During the Seven Years' War, he distinguished himself in defending Le Havre against the British floating batteries. As an adviser to the minister of marine, he standardized the design of ships at the several naval dockyards of France. Promoted to chief constructor in 1769, he was put in charge of building the docks of Toulon, solving the difficult technical problems involved. In 1782 Groignard was promoted to constructor general with the rank of post-captain, working on the docks at Brest putting them in condition to receive the largest ships of the Navy. He notably directed the construction of Bretagne.

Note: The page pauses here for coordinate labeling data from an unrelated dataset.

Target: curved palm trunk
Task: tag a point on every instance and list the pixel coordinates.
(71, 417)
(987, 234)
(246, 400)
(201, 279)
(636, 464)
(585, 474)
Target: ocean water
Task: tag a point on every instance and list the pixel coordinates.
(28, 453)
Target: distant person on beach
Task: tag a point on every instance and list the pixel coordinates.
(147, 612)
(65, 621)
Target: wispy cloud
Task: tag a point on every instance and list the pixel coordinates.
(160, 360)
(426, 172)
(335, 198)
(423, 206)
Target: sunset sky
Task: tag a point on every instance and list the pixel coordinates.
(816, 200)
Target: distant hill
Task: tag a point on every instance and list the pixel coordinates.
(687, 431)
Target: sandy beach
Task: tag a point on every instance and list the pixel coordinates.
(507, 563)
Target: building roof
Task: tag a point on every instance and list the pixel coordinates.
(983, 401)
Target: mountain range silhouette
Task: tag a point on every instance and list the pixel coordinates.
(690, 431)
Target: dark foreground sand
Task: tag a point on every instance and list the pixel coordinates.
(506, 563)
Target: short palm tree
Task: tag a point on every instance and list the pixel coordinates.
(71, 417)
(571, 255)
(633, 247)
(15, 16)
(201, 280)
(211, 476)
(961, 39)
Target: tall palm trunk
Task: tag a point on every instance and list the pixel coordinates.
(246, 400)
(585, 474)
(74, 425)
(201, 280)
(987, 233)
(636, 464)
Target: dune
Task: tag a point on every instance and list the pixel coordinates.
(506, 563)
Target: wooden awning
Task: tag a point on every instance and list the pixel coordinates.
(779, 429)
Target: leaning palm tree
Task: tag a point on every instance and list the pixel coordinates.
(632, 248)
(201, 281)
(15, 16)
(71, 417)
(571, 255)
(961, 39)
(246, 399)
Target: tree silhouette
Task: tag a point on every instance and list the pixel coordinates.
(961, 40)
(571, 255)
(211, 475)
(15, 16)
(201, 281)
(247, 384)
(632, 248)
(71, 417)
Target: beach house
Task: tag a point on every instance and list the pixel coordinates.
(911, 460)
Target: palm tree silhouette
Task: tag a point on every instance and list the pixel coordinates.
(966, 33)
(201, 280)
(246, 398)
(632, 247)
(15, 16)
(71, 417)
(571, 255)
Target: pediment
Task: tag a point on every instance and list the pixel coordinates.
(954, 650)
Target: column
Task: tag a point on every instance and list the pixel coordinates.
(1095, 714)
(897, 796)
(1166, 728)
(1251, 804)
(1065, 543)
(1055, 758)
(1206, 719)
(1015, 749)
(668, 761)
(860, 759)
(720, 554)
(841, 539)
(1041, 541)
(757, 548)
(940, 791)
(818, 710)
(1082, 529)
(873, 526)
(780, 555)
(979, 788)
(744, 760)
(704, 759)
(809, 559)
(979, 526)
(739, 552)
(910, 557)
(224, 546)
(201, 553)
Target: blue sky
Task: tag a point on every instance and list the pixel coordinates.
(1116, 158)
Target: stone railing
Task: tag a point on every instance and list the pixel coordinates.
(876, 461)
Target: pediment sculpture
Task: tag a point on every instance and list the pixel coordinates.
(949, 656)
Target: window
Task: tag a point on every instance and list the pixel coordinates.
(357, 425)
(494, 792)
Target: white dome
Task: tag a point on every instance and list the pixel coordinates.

He retired due to sickness in 1790. He was recalled to duty in 1792 and was in charge of the construction of Port-de-Bouc from 1792 to 1795, and a project for draining the salt marshes of the Marignane in Saint-Miter from 1793 to 1794. Groignard was in charge of the naval administration of Toulon in preparation for the French campaign in Egypt and Syria.

==Awards==
Groignard studied the stowage of ships and modified the positioning of the frames to increase its strength. In 1759 he was awarded the prize of the Academy of Sciences for a memoir on the solidity of vessels. In 1765, he won a prize from the Marine Academy with a memoir on the stowage of ships: "Mémoire sur l'arrimage des vaisseaux". Deputy member of this academy in 1752; full member 1769. Knight of the Order of Saint Louis 1775. Raised to nobility in 1780.

==Legacy==
Rue Antoine Groignard is a street in Toulon named after him.